Les données du Rapport ONUSIDA sur l’épidémie mondiale de sida 2010 indiquent que l’on estime à 2,6 millions [2,3 millions–2,8 millions] le nombre de personnes nouvellement infectées par le VIH, chiffre inférieur de près de 20% à celui de 3,1 millions [2,9 millions–3,4 millions] de 1999.

En 2009, 1,8 million [1,6 million–2,1 millions] de personnes sont décédées de maladies liées au sida, chiffre inférieur de près d’un cinquième à celui de 2,1 millions [1,9 million–2,3 millions] de 2004.

À la fin 2009, on estimait à 33,3 millions [31,4 millions–35,3 millions] le nombre de personnes vivant avec le VIH, chiffre légèrement supérieur à celui de 32,8 millions[1] [30,9 millions–34,7 millions] de 2008. Cela est essentiellement lié au fait que les gens vivent plus longtemps grâce à l’élargissement de l’accès au traitement antirétroviral.

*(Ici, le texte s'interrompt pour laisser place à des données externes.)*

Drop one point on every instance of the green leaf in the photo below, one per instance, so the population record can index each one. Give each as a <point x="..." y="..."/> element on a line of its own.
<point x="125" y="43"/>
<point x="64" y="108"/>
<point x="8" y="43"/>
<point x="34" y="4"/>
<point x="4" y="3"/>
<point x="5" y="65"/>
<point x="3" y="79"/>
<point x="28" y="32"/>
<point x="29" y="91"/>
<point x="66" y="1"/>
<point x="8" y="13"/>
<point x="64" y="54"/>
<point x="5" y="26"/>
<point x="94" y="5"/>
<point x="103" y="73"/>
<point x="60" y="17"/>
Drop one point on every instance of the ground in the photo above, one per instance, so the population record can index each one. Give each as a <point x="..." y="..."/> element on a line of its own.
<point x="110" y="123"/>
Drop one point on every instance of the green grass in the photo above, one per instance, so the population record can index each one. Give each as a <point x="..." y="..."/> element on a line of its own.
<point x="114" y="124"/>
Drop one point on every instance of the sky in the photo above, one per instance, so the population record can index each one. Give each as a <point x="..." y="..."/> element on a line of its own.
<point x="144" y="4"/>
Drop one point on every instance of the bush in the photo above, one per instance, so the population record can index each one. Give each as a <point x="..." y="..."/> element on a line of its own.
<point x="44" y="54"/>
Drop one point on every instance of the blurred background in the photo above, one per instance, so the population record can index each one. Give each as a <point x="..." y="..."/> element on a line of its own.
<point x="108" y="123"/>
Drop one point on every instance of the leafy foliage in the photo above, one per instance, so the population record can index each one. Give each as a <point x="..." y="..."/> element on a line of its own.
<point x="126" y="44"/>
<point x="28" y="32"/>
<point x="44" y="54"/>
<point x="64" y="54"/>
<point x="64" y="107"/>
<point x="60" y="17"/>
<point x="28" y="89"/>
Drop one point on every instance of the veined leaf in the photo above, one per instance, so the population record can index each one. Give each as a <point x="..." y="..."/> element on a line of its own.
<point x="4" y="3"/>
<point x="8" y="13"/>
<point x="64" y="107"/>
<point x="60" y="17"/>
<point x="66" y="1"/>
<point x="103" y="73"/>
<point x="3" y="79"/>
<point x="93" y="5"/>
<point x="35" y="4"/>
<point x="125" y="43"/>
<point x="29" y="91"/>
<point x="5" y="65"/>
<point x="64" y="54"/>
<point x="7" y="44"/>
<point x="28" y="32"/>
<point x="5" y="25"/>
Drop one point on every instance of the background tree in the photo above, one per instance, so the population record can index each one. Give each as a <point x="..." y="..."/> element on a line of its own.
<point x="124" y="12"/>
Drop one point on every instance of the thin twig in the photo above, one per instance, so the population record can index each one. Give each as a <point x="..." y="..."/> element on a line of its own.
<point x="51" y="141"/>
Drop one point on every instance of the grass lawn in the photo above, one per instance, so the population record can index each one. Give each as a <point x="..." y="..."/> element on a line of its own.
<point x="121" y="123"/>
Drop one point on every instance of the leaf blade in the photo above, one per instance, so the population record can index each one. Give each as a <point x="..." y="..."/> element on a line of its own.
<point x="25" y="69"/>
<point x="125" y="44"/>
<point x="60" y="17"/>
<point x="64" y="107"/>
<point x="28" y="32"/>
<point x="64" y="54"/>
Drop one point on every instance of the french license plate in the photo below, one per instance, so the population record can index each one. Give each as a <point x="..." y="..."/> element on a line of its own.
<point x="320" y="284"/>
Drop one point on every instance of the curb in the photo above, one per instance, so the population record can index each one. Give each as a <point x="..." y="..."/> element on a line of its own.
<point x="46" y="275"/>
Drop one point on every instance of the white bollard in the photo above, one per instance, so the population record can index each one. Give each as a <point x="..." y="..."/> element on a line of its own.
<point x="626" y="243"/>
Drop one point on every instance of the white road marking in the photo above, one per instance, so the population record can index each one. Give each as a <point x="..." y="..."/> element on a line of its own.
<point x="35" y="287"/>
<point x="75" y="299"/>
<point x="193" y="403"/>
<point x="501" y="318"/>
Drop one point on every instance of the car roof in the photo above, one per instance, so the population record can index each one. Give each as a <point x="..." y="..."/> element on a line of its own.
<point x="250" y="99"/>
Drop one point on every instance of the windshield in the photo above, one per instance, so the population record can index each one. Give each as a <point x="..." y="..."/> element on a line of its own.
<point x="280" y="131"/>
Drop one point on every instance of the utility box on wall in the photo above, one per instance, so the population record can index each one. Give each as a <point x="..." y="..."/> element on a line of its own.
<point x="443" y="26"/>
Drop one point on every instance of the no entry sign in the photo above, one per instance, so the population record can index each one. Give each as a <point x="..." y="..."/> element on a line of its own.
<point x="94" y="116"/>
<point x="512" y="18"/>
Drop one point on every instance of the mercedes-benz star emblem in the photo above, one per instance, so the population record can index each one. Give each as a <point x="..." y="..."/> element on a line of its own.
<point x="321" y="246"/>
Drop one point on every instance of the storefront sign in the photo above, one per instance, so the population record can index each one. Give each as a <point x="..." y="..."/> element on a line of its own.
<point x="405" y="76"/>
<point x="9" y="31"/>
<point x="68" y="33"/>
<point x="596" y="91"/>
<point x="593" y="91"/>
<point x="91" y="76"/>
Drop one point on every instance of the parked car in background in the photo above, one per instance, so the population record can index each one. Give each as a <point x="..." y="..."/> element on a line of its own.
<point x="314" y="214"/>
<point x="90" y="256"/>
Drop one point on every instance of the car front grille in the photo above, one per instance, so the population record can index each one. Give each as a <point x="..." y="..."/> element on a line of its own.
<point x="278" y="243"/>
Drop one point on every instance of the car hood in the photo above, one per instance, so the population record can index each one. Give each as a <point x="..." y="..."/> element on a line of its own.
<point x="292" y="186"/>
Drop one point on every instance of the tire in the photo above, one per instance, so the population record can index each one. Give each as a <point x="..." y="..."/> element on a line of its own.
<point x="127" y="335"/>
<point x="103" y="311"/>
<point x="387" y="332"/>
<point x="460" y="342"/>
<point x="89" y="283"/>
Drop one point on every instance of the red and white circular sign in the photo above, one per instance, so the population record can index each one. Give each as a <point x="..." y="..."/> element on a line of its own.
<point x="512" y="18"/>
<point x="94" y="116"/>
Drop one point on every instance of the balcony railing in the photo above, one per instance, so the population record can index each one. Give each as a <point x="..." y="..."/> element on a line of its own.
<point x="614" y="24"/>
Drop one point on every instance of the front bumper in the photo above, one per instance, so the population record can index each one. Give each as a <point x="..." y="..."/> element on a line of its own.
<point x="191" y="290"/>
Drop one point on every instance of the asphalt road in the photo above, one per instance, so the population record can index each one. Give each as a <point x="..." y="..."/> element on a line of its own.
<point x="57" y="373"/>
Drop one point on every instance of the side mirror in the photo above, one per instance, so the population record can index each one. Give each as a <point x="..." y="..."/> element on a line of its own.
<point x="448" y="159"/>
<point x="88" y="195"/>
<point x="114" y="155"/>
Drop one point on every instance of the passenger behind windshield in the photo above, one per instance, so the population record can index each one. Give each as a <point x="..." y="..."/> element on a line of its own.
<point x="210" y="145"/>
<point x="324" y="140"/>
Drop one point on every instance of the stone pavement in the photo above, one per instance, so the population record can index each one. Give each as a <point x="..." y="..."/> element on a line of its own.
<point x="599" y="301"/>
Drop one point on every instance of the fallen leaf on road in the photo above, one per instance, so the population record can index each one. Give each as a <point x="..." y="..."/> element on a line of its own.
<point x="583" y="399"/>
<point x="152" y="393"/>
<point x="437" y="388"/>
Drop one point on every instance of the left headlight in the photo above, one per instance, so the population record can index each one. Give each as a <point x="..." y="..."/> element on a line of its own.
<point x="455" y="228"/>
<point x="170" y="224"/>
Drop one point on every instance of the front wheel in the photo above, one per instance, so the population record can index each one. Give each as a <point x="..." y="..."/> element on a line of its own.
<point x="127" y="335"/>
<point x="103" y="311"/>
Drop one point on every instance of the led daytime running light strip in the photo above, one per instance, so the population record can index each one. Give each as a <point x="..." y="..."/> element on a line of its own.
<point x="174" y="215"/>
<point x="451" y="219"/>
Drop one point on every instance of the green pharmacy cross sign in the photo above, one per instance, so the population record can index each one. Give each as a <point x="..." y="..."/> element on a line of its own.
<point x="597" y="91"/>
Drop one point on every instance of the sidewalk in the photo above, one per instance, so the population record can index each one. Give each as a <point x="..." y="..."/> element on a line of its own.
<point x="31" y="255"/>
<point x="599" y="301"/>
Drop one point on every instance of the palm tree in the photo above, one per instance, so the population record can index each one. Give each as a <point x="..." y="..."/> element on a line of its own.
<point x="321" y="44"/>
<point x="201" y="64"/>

« Nous sommes en train de briser la trajectoire de l’épidémie de sida grâce à des actions audacieuses et des choix intelligents » a déclaré M. Michel Sidibé, Directeur exécutif de l’ONUSIDA. « Les investissements engagés dans la riposte au sida portent leurs fruits mais les progrès restent fragiles – le défi, aujourd’hui, consiste à savoir de quelle manière nous allons tous unir nos efforts pour accélérer les progrès. »

La prévention est efficace

Le rapport de 2010 contient des données de base sur le VIH de 182 pays et inclut des feuilles de résultats pays par pays. Il fournit de nouveaux éléments indiquant que les investissements engagés dans les programmes de prévention du VIH donnent des résultats significatifs dans bon nombre de pays qui paient le plus lourd tribut à l’épidémie.

De 2001 à 2009, le nombre de nouvelles infections à VIH s’est stabilisé ou réduit de plus de 25% dans 56 pays au moins[2] à travers le monde, dont 34 pays d’Afrique subsaharienne. Parmi les cinq pays affectés par les plus grandes épidémies de la région, quatre (Éthiopie, Afrique du Sud, Zambie et Zimbabwe) ont réussi à faire baisser de plus de 25% le nombre de nouvelles infections à VIH. Parallèlement, l’épidémie s’est stabilisée au Nigéria.

L’Afrique subsaharienne reste la région la plus affectée par l’épidémie – on y recense 69% de l’ensemble des nouvelles infections à VIH. Dans sept pays, principalement en Europe orientale et en Asie centrale, le nombre de nouvelles infections à VIH a augmenté de 25%.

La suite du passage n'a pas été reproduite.